Some parents in Catholic school communities say they already follow these guidelines, but wish the administration and faculty would forge a more compelling, faith-filled environment that could build on their own efforts to foster self-restraint and respect for others.

“Even if the sexual revolution looks different for boys than girls, it isn’t enough for Catholic educators to arm girls with lectures about consent,” said Margaret McCarthy, a professor at the John Paul II Institute for Studies on Marriage and Family and the mother of three children who attended Catholic schools.

“The Catholic approach is that we educate our children to know the deepest meaning of sex, tied to a lifelong marriage open to children.

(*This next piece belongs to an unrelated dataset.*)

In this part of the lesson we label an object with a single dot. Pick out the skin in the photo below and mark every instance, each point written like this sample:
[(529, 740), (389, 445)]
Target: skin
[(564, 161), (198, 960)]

“Consent is not the whole story. Even if you consent to something, if it goes against your humanity, it will lead to deep sadness and unhappiness.”

With that truth in mind, she framed the sexual revolution as a powerful, if unexamined, force that has left devastation in its wake and produced a reckoning with the #MeToo movement.

Catholic schools, she said, need to equip students with a different vision of life and not encourage them to accommodate such practices.

In closing, McCarthy recalled a conversation she and her husband had with a son during his high-school days.

“We could tell he was tempted” by the heavy-partying scene, “and he asked us, ‘What’s wrong with letting off steam?’

“My husband said, ‘You are playing with dynamite. You can’t let off steam without hurting yourself and others.’”

Joan Frawley Desmond is a Register senior editor. Her two sons attended Georgetown Prep.